Thanks for the advice though, which I presume would extend to a second owner buying privately?
No it's the standard way round. I though Shimano had tried reversing it to enable faster downshifts but it wasn't popular and got binned.is the Wisper derailleur one of these newer "MTB" types where without tension it goes to the largest sprocket rather than the smallest? If so I can easily see how and why the bike would dump the chain if the limit screws were not correctly set.
I thought chain suck was when the chainring was more worn than the chain and the hooked teeth try and drag the links right round instead of letting go, that could be wrong though.I imagine it just confused the hell out of people!

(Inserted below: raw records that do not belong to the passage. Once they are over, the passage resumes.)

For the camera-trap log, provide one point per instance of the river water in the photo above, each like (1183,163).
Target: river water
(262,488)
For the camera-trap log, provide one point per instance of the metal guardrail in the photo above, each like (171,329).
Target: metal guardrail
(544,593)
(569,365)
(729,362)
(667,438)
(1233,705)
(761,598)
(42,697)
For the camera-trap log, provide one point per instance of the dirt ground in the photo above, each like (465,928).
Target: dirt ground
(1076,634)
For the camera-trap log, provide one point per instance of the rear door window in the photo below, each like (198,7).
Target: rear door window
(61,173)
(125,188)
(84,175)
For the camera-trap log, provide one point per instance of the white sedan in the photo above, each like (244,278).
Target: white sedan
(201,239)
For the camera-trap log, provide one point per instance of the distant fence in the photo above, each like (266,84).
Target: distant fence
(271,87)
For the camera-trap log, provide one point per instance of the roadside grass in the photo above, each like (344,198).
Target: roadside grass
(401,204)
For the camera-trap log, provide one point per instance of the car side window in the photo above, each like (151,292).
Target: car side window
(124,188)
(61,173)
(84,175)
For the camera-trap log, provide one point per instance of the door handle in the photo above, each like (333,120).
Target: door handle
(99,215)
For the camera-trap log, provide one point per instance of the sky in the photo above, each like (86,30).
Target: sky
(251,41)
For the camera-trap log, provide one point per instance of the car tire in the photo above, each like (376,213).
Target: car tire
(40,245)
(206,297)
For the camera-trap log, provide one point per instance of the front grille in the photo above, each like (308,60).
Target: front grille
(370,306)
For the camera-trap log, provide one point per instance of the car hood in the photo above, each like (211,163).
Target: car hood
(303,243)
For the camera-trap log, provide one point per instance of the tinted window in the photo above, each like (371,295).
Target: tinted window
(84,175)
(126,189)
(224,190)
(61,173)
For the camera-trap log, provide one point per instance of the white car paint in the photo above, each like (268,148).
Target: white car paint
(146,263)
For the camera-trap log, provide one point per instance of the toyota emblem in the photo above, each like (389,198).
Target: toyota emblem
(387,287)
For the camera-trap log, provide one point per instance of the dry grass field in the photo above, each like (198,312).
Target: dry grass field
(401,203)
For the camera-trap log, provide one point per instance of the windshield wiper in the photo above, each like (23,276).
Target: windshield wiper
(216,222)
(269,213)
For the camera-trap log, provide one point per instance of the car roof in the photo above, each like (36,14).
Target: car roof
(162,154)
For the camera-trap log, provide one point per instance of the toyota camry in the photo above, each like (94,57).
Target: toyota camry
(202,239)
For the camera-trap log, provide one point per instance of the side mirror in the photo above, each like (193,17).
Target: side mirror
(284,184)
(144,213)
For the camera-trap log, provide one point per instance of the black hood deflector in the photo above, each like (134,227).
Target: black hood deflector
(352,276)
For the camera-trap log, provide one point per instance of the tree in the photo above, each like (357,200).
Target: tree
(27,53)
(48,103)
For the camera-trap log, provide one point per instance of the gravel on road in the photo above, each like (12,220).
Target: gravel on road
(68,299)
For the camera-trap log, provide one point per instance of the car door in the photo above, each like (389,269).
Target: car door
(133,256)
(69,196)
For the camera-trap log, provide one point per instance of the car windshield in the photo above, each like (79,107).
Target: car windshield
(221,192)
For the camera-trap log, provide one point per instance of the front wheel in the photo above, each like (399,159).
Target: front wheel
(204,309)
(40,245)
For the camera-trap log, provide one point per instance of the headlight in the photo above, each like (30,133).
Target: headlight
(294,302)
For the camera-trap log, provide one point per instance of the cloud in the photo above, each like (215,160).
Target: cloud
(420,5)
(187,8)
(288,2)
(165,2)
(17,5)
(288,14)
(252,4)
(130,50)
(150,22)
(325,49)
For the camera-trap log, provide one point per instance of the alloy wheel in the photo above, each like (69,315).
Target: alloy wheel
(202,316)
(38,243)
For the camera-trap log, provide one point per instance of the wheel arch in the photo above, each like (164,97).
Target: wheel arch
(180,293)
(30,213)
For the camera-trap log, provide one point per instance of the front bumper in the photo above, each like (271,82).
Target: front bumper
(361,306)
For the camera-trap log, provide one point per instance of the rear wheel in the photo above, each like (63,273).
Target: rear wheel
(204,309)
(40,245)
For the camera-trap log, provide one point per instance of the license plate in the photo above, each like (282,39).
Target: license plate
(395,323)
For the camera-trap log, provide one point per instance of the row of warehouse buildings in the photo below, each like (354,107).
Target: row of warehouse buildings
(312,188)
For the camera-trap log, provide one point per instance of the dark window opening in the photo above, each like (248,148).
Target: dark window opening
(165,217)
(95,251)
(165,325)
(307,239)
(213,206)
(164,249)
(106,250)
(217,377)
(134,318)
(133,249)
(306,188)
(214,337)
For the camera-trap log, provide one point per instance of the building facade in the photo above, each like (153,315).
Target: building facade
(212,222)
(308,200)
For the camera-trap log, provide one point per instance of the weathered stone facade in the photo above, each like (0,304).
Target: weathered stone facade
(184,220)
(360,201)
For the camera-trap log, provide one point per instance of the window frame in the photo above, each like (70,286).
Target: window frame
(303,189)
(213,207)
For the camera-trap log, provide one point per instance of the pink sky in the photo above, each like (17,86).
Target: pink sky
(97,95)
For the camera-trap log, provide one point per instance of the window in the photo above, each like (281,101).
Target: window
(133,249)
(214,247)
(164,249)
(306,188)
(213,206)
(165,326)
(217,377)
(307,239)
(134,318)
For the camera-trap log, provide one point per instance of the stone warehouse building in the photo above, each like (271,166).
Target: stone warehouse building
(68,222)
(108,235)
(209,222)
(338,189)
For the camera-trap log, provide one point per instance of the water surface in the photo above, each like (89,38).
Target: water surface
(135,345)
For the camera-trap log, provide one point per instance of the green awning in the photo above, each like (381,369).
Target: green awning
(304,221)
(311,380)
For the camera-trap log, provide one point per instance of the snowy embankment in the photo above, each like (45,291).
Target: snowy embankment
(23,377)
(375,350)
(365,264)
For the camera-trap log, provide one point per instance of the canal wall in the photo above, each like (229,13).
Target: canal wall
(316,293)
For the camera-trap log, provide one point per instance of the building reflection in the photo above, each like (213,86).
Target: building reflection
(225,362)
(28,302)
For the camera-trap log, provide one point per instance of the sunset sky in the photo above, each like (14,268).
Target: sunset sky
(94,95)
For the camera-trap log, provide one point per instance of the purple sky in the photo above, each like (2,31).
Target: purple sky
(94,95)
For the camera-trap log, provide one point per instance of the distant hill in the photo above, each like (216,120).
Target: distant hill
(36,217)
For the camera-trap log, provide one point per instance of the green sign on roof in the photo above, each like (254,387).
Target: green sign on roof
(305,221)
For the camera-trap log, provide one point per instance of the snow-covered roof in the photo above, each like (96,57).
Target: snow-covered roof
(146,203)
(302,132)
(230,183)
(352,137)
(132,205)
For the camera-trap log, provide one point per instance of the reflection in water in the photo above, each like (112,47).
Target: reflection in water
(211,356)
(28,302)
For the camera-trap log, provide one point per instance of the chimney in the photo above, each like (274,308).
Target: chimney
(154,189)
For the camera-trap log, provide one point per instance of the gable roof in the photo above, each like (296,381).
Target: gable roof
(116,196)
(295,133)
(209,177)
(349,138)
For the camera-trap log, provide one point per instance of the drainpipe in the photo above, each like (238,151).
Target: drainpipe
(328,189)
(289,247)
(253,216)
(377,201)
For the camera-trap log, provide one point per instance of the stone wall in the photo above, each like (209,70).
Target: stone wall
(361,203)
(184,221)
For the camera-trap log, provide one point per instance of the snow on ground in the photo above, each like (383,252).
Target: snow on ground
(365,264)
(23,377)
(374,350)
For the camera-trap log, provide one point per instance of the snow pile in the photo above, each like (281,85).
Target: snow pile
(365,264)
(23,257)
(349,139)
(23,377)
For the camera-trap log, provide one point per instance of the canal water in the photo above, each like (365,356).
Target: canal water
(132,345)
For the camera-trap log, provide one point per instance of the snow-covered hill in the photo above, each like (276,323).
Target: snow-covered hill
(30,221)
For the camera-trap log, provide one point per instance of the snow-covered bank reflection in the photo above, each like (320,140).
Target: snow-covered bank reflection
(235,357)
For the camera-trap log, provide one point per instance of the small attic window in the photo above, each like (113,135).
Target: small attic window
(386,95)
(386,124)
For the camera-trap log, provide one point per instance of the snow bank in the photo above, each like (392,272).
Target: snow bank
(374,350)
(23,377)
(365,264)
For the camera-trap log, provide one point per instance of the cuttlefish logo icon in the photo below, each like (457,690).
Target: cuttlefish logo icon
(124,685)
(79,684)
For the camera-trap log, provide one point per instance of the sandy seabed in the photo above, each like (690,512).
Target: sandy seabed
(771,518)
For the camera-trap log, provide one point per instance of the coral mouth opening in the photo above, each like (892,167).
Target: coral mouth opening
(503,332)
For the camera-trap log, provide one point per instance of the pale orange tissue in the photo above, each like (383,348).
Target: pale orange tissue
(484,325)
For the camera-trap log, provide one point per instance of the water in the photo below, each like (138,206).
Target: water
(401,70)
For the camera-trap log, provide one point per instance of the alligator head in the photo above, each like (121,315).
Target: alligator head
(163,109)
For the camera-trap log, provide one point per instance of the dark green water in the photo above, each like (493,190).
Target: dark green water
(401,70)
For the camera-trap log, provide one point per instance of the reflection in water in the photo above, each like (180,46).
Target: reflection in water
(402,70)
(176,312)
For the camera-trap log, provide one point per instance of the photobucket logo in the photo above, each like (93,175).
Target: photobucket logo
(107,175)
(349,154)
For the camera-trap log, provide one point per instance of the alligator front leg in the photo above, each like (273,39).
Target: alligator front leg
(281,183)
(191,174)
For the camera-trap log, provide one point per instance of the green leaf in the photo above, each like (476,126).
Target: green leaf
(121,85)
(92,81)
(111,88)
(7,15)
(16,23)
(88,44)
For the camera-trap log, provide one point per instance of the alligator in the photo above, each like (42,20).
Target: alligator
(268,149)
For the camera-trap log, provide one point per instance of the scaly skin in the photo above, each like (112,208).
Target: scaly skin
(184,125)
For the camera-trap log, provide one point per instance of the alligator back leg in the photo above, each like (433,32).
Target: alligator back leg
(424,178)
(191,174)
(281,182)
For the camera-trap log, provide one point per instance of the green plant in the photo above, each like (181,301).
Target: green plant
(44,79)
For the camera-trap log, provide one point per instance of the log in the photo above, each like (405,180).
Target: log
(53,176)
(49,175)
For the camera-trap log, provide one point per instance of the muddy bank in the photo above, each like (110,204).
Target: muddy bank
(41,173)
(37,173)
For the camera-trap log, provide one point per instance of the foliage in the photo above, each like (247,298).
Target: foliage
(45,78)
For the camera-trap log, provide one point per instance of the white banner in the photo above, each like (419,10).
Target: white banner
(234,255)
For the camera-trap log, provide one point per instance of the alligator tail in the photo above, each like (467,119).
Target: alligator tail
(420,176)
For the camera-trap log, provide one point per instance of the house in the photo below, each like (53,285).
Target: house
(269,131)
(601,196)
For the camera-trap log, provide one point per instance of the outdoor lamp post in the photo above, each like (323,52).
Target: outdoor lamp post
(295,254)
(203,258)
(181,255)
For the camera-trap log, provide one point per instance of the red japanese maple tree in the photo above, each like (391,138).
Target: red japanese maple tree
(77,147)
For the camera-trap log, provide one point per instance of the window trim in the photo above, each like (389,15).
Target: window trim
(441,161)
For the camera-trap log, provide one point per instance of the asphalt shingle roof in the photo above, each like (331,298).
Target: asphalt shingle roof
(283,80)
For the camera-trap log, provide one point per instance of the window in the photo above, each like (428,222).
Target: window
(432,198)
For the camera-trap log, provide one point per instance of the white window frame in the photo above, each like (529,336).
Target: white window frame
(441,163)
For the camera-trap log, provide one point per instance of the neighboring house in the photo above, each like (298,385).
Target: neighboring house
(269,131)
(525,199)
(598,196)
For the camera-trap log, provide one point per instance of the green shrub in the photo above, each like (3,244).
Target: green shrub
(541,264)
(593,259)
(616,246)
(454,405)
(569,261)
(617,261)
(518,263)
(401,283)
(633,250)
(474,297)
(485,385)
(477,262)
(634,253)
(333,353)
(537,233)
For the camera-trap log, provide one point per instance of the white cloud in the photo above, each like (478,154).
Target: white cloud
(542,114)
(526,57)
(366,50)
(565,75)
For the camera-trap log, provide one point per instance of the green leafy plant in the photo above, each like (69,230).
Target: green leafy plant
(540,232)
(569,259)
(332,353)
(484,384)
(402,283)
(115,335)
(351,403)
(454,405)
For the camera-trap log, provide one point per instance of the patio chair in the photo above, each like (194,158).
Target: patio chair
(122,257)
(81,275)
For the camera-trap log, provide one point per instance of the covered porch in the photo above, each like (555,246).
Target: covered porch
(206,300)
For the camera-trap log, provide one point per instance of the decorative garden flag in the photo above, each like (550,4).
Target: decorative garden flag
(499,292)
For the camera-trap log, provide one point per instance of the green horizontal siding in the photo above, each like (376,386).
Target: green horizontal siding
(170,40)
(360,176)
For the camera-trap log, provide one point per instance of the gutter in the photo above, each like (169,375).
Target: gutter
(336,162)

I've found as my setup has no chainguard or retaining rings on the chainwheel that if the derailer is slightly out it can introduce enough of what I think is known as 'chain suck' for the chain to slack enough around the chainring to come off. I've combatted this in two ways, by both religiously checking the gear cable tension, and shortening the chain by the minimum of two links. The latter makes the chain a little tight when in the huge first gear, but as the only occasion I've had to use it was when my battery ran out (never again! ), it doesn't bother me too much.
There's also the 'B' adjustment screw that lifts the rear mech away from the sprockets that needs to be checked to make sure the mech isn't grinding against the sprockets (particularly in first), though I've only set this once, and never had to bother with it since.